How has your current tour been going?
Tim: We started at home in Richmond, and then we headed down to Savannah, Ga. We’ve been to Savannah about 30 times now. We go down there every two or three months. It’s one of our favorite spots, and we have a lot of friends and fans there. After that, we went down to Miami, and that was only our second time in Miami. But it was way better than our first time. We had a bunch of people come out, and we had some friends that had recently moved down there. And they promoted for us. It was at a new venue in a better part of town with more regulars, so that went well. The next day, we played a festival at a brewery in Dunedin, Fla., and that was awesome too. This tour has been one of our best Florida runs.
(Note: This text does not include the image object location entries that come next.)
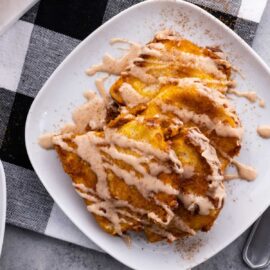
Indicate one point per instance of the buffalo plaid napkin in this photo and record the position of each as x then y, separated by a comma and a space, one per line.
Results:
29, 53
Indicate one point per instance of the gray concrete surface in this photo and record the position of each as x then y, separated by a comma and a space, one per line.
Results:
26, 250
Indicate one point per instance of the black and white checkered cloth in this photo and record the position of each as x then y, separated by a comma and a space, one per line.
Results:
29, 53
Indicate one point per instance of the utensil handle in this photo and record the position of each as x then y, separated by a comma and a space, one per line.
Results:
256, 253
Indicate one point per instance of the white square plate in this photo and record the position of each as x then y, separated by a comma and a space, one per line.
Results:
245, 201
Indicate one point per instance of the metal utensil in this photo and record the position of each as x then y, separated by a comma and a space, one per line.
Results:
256, 253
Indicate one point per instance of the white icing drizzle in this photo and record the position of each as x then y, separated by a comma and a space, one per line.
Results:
188, 171
229, 177
249, 95
264, 131
112, 208
216, 97
115, 66
182, 226
202, 120
101, 88
140, 73
207, 151
92, 113
59, 140
193, 202
261, 103
130, 96
125, 142
144, 184
88, 151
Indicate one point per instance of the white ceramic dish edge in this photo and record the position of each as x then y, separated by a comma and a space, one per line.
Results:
234, 35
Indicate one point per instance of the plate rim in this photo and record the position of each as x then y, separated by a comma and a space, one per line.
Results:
41, 92
4, 204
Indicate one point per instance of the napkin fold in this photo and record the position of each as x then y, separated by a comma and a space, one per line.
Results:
29, 53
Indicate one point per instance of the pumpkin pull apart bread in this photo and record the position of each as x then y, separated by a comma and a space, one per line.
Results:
151, 155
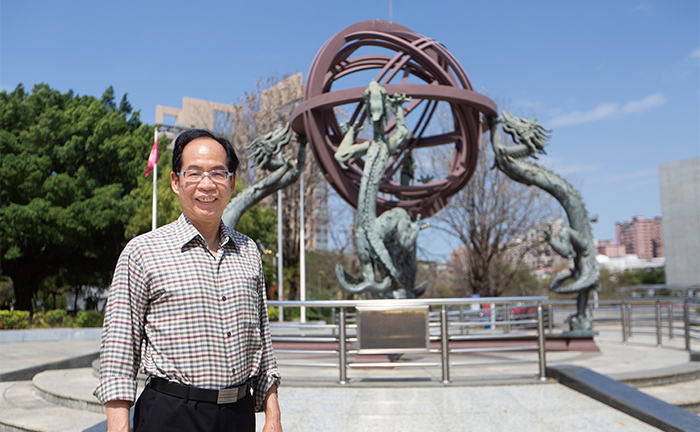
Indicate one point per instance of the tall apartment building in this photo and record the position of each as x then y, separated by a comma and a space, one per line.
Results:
610, 249
641, 237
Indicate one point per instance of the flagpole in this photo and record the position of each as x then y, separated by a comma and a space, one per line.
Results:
154, 215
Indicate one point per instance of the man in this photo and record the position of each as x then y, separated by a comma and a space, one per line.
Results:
187, 303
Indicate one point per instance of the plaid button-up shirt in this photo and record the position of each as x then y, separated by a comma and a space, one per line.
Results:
183, 314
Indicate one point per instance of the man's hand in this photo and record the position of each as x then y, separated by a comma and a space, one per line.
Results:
118, 416
273, 420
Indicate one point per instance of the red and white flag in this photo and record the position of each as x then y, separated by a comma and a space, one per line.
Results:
153, 157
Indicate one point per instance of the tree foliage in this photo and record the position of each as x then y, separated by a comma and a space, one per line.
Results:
496, 221
68, 165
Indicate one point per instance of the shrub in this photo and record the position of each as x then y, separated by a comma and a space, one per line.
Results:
55, 318
89, 319
14, 320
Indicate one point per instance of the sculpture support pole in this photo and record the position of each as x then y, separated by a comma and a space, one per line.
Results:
280, 261
342, 348
302, 249
541, 343
444, 345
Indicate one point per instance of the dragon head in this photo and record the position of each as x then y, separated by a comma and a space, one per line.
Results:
375, 97
529, 133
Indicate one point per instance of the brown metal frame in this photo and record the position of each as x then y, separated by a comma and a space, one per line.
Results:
415, 57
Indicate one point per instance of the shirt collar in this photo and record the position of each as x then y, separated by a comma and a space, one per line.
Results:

That same night, we played two 75-minute sets from 8:00 p.m. to 11:00 p.m., and then we drove over to Tampa, Fla. and played from 1:30 a.m. to 2:15 a.m. to a packed house for a music festival that was taking place at a couple different bars, kinda like a small scale South by Southwest thing where all the bars in town are hosting different bands.
Since your band started in 2012, what is one of your fondest memories with the band?
Tim: I have to say that South by Southwest might have been one of my favorites. I know I have never seen that much music in one week before. We got to play eight shows, and there is a different band on at every bar every 45 minutes or so. If you didn’t like that band, go to the next bar (laughs).There’s no way to not find something you’re into there. Not only was it great for my love of music, it was awesome because as a musician, you want to be in places that people who love music go. So a lot of our shows were packed with people who were in town to see music. It’s not always the most advantageous thing to be playing in a vacation setting where you don’t have those regulars the next time you come, but in some ways it’s cool because all those people collect together in one time and place — Austin, Texas — and then they all disperse all over the country, and they leave with your sticker, your koozie, and your song in their head.
Next weekend, your band will be performing at the annual Virginia Hops and Harvest Festival. What are you looking forward to most about that show?
Matthew: We haven’t gotten to play that stage yet, and the group that puts that on are some cool people. We just love playing good shows. Me and Tim grew up in Chesterfield, which is just south of Richmond, and I can imagine a of families are gonna be coming out, nephews and nieces, which is cool. Most of the time my parents don’t wanna come see us at 11:00 at night (laughs), so it’s always good to have a show where the family can come out. And it’s a beer festival, so what more could you want? We are pretty lucky in Richmond with the craft breweries, and there are a lot more coming in. A lot of cities have different goods and exports that make them special, and beer could be one for Richmond.
What are your thoughts on the current state of the Virginia music scene?
Neko: Everybody is real close. The bands that are in Richmond, everybody is fitting in with everybody. Everybody has got the same dream and coming out to support at every show. … It’s really coming along, and it’s really picking up. Richmond has always had good tunes, but I definitely think it’s on the map for sure a little bit more now.
Who are some of your favorite local bands or musicians?
Neko: I guess my dad’s band, THE RAGING POSSE and THE WIERDNESS ART ENSEMBLE. They’re old school. You gotta look them up. SHACK BAND and SOUTHERN BELLES too. The rest of you guys, you know who you are. Like I said, everybody is fitting in with everybody. We are all kickin’ it.